I have to say I envied Jason and Ginny their adventures along Route 1.
- By: Paul Doiron
When we decided to devote an issue of Down East to Route 1 in Maine, we quickly found ourselves confronted with all sorts of practical problems. The road — from Fort Kent to Kittery — is 527 miles long (not counting all the offshoots of 1A). Unless you’re planning on creating a roadside encyclopedia, you have to narrow the focus; there’s simply no way to talk about all aspects of life along a highway that’s longer than Massachusetts and New York state combined. (Yes, it’s actually shorter to drive from Boston to Buffalo than from the Saint John to the Piscataqua along Route 1).
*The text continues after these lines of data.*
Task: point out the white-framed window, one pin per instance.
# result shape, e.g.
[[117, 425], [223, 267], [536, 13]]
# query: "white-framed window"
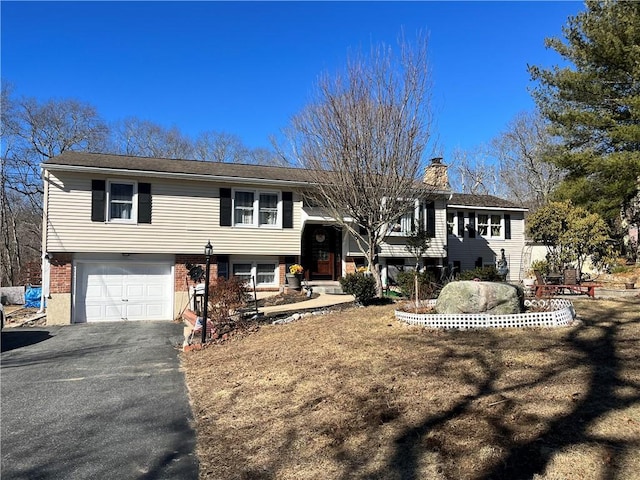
[[489, 225], [243, 271], [243, 208], [264, 271], [407, 223], [121, 200], [268, 209], [452, 223], [257, 208]]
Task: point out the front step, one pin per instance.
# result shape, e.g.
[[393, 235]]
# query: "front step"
[[324, 286]]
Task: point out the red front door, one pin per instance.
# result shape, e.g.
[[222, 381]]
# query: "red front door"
[[321, 255]]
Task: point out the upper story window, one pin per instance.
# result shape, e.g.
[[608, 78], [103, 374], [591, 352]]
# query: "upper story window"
[[251, 208], [407, 223], [256, 208], [268, 209], [490, 225], [121, 201], [243, 208]]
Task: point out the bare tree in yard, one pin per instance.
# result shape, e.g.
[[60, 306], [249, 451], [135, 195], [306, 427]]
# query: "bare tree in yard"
[[362, 139], [513, 165], [220, 147], [133, 136], [476, 172], [521, 151], [32, 132]]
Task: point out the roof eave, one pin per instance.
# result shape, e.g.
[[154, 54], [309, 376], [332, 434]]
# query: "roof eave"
[[185, 176], [494, 207]]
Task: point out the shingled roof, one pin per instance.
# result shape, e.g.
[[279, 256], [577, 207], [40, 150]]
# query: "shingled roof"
[[481, 201], [166, 165]]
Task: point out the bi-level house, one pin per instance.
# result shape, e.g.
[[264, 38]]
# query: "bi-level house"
[[120, 232]]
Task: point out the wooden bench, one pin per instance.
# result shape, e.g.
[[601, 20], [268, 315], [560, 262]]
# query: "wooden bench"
[[570, 283], [192, 320], [542, 290]]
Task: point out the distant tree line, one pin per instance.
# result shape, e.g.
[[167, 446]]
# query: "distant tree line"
[[583, 143]]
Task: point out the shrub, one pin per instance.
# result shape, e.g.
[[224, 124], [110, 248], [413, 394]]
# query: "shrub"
[[226, 297], [426, 285], [541, 266], [361, 286], [486, 274]]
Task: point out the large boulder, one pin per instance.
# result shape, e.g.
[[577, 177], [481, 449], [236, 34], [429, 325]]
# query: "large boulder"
[[479, 297]]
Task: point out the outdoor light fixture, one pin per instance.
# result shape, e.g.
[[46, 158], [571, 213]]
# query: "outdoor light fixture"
[[208, 251]]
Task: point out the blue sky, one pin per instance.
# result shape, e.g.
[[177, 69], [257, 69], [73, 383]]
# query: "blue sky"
[[246, 67]]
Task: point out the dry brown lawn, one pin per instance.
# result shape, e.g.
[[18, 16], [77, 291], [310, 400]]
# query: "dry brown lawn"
[[359, 395]]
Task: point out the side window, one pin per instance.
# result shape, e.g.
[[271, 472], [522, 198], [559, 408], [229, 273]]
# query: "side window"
[[268, 209], [243, 207], [121, 201], [451, 219], [258, 209]]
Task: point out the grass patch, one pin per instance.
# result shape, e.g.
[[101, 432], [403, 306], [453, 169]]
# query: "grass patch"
[[359, 395]]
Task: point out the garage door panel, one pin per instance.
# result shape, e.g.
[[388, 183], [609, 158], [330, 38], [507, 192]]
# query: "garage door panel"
[[124, 292]]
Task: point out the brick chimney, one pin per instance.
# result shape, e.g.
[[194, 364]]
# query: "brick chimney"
[[436, 174]]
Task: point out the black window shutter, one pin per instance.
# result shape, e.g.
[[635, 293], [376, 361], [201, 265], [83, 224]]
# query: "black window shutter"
[[461, 224], [472, 225], [287, 210], [98, 200], [507, 226], [144, 203], [431, 220], [225, 207]]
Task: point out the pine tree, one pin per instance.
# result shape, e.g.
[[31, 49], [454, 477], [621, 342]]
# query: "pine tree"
[[593, 105]]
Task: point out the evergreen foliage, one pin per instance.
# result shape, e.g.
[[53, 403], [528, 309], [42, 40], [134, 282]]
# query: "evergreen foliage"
[[594, 106], [360, 285]]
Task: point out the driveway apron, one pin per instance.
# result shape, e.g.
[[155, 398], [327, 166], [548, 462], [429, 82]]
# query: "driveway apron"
[[88, 401]]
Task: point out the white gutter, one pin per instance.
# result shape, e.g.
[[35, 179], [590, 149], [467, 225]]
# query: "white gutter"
[[172, 175], [494, 208]]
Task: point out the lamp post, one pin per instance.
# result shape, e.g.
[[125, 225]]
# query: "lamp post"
[[208, 251]]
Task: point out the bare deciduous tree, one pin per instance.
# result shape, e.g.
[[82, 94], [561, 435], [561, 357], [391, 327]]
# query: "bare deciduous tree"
[[362, 139], [513, 165], [521, 151], [220, 147], [133, 136], [476, 172], [32, 132]]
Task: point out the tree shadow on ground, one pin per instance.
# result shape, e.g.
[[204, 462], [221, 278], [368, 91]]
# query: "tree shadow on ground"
[[22, 338], [593, 347]]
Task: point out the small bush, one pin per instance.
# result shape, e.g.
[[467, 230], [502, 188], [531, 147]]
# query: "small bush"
[[361, 286], [226, 297], [541, 266], [486, 274], [426, 285]]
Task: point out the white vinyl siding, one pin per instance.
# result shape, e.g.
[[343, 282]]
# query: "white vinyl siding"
[[256, 209], [263, 270], [185, 216]]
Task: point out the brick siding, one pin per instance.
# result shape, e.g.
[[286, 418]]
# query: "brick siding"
[[60, 273], [182, 281]]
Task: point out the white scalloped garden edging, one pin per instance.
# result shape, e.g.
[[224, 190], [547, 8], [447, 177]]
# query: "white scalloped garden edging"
[[561, 314]]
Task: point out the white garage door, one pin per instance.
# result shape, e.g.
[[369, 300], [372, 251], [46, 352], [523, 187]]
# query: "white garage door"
[[113, 291]]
We decided that guidebooks had already done an exhaustive job of mapping out the highway’s tourist attractions; shops, inns, and restaurants. But very few people, since the late photographer Berenice Abbott, had attempted to capture the many subcultures of Route 1. If you start on the Canadian border, as we did, and drive south, you pass not just through changing landscapes — from potato fields to pine forests to blueberry barrens to rocky coasts, salt marshes, and beaches — you also pass through a graduated series of Maine communities that have different ways of living but also different ways of looking at the world. So instead of creating yet another travel guide, we decided that we would focus on telling the stories of the people who live and work along the state’s most famous road.
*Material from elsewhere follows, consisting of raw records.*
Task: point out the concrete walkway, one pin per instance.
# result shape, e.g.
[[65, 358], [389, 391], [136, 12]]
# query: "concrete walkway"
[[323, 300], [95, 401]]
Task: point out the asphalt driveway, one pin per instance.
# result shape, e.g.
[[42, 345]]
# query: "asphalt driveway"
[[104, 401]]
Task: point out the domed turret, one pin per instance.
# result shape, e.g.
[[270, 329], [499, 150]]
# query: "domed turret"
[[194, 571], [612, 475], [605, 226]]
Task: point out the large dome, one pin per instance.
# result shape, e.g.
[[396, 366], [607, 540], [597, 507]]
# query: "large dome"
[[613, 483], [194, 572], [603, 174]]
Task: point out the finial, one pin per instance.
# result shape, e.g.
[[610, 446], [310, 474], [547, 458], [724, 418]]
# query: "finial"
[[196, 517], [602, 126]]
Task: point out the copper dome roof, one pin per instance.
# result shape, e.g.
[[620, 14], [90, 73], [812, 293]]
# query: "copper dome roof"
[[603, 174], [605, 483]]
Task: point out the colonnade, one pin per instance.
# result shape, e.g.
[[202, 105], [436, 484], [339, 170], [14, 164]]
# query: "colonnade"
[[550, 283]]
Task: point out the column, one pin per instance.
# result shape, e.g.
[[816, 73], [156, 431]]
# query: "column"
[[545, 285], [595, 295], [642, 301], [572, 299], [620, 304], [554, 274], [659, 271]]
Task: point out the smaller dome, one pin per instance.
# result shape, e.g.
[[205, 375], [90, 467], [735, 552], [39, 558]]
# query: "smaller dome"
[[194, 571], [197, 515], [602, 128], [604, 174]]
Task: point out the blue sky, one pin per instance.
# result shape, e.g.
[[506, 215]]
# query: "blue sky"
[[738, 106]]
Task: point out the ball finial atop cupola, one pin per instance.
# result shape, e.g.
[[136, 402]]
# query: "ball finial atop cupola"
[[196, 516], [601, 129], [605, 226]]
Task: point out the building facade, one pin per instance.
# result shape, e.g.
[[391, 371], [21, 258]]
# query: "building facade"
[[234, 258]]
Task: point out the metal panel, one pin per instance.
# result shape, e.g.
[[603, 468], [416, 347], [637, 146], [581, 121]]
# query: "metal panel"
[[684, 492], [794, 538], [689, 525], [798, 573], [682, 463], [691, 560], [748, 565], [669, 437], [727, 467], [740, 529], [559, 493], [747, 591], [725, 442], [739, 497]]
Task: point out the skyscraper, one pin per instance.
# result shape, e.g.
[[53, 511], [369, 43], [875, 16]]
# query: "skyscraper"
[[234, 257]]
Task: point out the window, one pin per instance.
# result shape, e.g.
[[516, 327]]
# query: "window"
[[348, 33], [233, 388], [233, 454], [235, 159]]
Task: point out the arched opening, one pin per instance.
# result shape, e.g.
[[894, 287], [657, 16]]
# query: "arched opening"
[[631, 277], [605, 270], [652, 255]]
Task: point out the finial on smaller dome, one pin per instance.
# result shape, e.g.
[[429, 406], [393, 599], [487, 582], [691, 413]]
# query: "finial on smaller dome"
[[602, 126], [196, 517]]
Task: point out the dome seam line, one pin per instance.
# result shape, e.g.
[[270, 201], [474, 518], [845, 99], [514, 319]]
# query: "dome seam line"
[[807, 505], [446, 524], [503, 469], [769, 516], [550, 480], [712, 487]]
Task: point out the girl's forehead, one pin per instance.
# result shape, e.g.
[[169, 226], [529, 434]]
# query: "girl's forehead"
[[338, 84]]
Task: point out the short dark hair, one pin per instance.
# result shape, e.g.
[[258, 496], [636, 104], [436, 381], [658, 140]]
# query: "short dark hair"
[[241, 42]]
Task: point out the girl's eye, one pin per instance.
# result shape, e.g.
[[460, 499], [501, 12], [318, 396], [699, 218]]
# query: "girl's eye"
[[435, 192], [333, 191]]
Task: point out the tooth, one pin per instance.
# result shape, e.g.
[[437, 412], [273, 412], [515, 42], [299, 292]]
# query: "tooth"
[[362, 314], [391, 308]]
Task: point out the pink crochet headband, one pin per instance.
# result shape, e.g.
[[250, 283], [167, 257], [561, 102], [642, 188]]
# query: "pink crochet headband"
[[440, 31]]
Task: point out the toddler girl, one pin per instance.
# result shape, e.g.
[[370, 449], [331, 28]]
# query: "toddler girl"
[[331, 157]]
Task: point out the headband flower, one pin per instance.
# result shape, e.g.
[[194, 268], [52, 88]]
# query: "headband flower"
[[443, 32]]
Next we had to find a photographer who could devote weeks to the project. Jason P. Smith logged hundreds of hours and miles searching for the images that tell the untold stories of Route 1. In his pictures you’ll encounter not just proud farmers, but also purple-haired hula dancers.
Finally, we needed an extraordinary journalist who was willing to set out on the assignment of a lifetime. We found her in our own offices. Down East Senior Writer Virginia M. Wright has authored many of the magazine’s best “place pieces”; her gift for capturing the essence of a community — whether it’s Mount Vernon or Madawaska — has earned her some of the top awards in regional magazine writing. Ginny drove the entire length of Route 1 over the course of ten days on a true journey of discovery.
I have to say I envied Jason and Ginny their adventures. But looking at the pictures Jason took and the stories Ginny told, I feel in a way like I was riding shotgun with them the whole time. I hope you will, too.